Aggressive treatment of metastatic squamous cell carcinoma of the rectum to the liver: a case report and a brief review of the literature
1 Second Department of Surgery, Areteion University Hospital, Athens Medical School, University of Athens, 76 Vasilisis Sofias av., 11528, Athens, Greece
2 Department of Pathology, Areteion University Hospital, Athens Medical School, University of Athens, 76 Vasilisis Sofias av., 11528, Athens, Greece
World Journal of Surgical Oncology 2006, 4:49 doi:10.1186/1477-7819-4-49Published: 8 August 2006
Rectal squamous cell carcinoma (SCC) is a rare tumor. The incidence of this malignancy has been reported to be 0.25 to 1 per 1000 colorectal carcinomas. From a review of the English literature 55 cases of SCC of the rectum have been published. In this study we report a rectal metastatic SCC to the liver, discussing the efficacy of aggressive adjuvant and neo-adjuvant therapies on survival and prognosis.

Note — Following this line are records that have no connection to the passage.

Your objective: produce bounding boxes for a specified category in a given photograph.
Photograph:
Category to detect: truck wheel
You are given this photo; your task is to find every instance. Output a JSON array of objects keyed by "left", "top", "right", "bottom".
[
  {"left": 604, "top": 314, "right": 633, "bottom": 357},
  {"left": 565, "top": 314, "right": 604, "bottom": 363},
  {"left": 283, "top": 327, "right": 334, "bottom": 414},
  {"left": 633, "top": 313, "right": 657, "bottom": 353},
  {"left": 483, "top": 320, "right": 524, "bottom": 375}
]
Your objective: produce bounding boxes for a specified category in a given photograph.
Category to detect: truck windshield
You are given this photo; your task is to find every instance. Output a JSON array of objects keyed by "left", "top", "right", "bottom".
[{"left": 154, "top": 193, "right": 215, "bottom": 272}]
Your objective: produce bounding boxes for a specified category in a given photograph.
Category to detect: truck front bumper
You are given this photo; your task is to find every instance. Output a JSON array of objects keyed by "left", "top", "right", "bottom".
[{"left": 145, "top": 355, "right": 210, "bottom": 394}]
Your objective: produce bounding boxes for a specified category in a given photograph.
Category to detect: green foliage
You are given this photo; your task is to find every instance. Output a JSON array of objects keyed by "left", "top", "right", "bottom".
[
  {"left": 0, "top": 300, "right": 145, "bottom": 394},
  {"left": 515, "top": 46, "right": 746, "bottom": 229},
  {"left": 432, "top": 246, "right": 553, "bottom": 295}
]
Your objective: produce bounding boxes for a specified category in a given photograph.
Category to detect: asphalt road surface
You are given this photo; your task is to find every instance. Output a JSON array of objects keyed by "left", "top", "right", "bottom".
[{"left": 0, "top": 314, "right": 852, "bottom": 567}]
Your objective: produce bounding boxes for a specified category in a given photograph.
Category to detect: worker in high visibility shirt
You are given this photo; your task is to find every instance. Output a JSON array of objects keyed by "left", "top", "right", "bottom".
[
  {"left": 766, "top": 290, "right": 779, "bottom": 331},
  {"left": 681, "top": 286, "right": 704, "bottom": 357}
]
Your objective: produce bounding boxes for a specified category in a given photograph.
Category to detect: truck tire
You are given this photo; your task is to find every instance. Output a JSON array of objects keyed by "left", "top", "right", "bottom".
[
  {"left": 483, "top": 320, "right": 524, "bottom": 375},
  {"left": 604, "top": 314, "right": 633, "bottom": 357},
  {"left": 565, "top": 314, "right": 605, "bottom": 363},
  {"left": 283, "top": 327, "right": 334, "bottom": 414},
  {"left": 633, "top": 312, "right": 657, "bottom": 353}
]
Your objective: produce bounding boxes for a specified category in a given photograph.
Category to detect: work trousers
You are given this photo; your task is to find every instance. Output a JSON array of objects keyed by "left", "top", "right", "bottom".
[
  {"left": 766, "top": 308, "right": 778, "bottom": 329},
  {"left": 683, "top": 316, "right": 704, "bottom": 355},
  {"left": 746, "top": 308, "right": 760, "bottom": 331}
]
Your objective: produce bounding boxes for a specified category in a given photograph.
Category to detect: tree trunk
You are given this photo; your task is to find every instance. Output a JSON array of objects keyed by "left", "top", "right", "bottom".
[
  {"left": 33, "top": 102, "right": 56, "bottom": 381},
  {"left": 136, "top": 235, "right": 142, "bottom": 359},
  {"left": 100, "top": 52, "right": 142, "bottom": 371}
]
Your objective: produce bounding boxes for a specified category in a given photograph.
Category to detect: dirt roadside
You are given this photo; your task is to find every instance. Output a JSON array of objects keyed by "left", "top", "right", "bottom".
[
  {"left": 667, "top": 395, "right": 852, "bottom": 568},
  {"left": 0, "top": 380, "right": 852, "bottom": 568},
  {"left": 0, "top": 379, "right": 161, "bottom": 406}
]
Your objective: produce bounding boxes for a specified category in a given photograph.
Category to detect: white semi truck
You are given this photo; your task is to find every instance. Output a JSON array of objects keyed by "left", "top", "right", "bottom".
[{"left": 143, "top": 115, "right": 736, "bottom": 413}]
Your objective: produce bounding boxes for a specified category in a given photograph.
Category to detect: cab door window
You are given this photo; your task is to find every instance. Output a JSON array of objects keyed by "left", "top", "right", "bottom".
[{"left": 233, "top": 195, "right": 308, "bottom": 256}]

A 39-year-old female patient with a pure SCC of the rectum diagnosed endoscopically is presented. The patient underwent initially neoadjuvant chemo-radiotherapy and then abdominoperineal resection with concomitant bilateral oophorectomy and hysterectomy, followed by adjuvant chemo-radiotherapy. Five months after the initial operation liver metastasis was demonstrated and a liver resection was carried out, followed by adjuvant chemotherapy. Eighteen months after the initial operation the patient is alive.
Although prognosis of rectal SCC is worse than that of adenocarcinoma, an aggressive therapeutic approach with surgery as the primary treatment, followed by combined neo- and adjuvant chemo-radiotherapy, may be necessary in order to improve survival and prognosis.